Bucear en la laguna de La Cocha no solo requiere una protección adecuada (un traje de neopreno de 10 milímetros de grosor con sus botas, guantes y capucha para que el cuerpo conserve el calor); o de mucha preparación, experiencia, un ojo agudo y una técnica de nado impecable. Requiere, sobre todo, una gran motivación para decidir sumergirse tanto tiempo, a bajas temperaturas, por tantos días seguidos.

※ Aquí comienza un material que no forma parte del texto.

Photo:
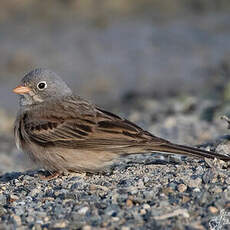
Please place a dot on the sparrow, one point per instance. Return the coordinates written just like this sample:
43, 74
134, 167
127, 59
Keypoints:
62, 132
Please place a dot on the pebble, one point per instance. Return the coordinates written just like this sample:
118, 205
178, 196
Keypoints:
195, 183
213, 209
182, 187
16, 220
83, 210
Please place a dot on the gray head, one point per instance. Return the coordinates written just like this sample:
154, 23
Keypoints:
40, 85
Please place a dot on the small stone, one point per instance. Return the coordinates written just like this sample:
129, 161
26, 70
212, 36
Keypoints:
143, 212
83, 210
182, 187
86, 227
125, 228
213, 209
227, 180
115, 219
146, 206
60, 224
30, 219
185, 199
195, 183
16, 220
13, 198
3, 199
129, 203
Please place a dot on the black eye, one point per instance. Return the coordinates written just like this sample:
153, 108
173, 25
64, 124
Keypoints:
41, 85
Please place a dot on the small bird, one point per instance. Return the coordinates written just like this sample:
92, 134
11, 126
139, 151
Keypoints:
62, 132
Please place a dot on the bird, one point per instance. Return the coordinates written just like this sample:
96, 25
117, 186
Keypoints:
62, 132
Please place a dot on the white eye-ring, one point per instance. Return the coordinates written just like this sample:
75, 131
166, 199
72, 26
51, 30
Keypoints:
42, 85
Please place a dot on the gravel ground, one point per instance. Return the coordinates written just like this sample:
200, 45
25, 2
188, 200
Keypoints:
140, 192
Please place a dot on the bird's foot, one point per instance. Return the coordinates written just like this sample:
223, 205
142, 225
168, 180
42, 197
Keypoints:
50, 177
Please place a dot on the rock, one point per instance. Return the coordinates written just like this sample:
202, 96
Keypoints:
182, 187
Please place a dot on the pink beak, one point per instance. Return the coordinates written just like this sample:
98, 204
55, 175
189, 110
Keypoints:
21, 89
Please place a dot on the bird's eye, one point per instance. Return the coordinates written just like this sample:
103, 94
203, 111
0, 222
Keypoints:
41, 85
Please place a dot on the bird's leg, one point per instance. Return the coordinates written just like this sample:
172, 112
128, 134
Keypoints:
225, 118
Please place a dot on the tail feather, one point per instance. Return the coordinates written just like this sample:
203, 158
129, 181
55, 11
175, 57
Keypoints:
190, 151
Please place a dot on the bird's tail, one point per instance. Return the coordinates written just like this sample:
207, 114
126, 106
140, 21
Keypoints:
189, 151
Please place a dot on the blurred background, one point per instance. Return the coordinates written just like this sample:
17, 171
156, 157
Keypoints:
115, 52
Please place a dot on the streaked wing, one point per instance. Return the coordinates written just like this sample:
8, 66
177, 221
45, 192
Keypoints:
74, 123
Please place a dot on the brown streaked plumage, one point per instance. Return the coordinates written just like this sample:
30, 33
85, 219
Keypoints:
63, 132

La idea, que para muchos sonaría descabellada, se les ocurrió hace algunos años a Tulio Yela y a su familia: su hijo Juan Carlos, su hija Karol y su esposa Carmen. Todos buzos. “Hace nueve años creamos el Centro de Buceo Marlin y, desde entonces, hacemos buceo de altitud en la laguna de La Cocha. En este tiempo hemos detectado unos sitios específicos en donde se está acumulando la basura que proviene del puerto y de las 19 veredas aledañas”, afirma Tulio, quien soñaba desde niño en convertirse en uno de esos hombres vestidos de negro que a veces se encontraba sumergidos en Tumaco, en el Pacífico nariñense, donde nació y vivió hasta los 12 años. Hoy acumula más de 3.700 inmersiones.

Este año su objetivo era más ambicioso. No solo buscaban recuperar una tonelada de basura del fondo de la laguna, sino que, principalmente, esperaban ampliar el área de limpieza subacuática: superar los 79.000 metros cuadrados recorridos en 2019.